I had an excuse two years ago when I met her on campus. She interviewed me for a story on major league baseball's rising stars, and we shared a hot, passionate night that ended far too soon, and without a mention of who her father was.
Now I know the innocent but sexy woman I can’t stop thinking about is the coach's daughter.That means her dad is the guy who determines if I bat fourth in the starting lineup in every game, or ride the bench.
All the more reason to resist alluring, confident, brainy Reese every time I run into the reporter-turned-sports publicist.
That ought to be easy enough, until the time she confesses she's still carrying her V card, and she’s been wanting me to cash it in since the day we met.
Staying away from her is going to be harder than resisting a fastball down the middle.

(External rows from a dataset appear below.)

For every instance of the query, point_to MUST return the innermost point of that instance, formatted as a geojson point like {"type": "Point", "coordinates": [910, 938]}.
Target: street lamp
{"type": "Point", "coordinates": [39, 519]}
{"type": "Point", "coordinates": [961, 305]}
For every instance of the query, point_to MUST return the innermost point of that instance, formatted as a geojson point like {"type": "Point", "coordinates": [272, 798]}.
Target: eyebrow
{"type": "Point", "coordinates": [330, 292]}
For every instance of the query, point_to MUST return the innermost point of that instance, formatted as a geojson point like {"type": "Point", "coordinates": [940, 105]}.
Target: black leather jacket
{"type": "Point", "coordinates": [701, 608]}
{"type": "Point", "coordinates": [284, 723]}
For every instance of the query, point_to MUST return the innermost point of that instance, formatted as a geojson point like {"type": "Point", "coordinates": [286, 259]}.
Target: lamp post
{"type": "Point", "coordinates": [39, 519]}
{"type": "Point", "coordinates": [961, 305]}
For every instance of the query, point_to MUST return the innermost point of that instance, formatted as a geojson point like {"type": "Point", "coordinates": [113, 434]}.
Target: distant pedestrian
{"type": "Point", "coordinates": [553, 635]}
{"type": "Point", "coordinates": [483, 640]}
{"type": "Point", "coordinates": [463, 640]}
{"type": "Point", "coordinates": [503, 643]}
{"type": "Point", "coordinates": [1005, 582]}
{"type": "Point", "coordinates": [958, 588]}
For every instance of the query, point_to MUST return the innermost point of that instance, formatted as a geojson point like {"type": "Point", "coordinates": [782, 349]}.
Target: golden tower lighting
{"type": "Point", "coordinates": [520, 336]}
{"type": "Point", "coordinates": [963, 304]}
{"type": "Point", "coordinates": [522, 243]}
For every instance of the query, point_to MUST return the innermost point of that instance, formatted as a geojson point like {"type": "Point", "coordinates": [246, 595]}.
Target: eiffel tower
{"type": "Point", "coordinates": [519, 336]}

Especially since I'm pretty sure she's the one who got away, and letting her slip through my fingers again would be a rookie mistake.
‘The Virgin Game-plan’, despite the rather non-enticing and somewhat cringey title, is a very tight and sweet second-chances lovers-to-lovers story with a gap of two years in between where neither one forgot each other.
Whatever you’d like to call Reese’s and Holden’s relationship, I’d give Lauren Blakely kudos for making it open, mature and honest. Whenever you think something might end up being a potential for blow-up for conflict sometime later down the road, it’s immediately nipped in the bud, resolved through talking and/or mature decision-making.
In this respect, ‘The Virgin Game-Plan’ is—like so many of Blakely’s other books—nearly angst-free, primed for easy readability, with family-issues coming to the fore with forgiveness and reconciliation becoming the prime movers in all characters going forward with as little of a grudge as possible.
Many of the supporting cast in Blakely’s books do come and go in a way that’s non-intrusive: their stories are those that I’d probably read and forgotten, sad to say. But they don’t really detract from Holden/Reese’s story, only that they add to the general sense of the happy-ever-after type of lightness that gives romance escapism its famed high and the glittering stardust.
My only (minor?) complaint that the trade-off for readability is memorability: the very prolific Blakely writes fun and generally-likeable characters and protagonists of late, but after a while, their stories (not helped by the sheer number that Blakely churns out) seem to coalesce into a familiar pattern of flying through a book then easily forgetting about it a day or so later.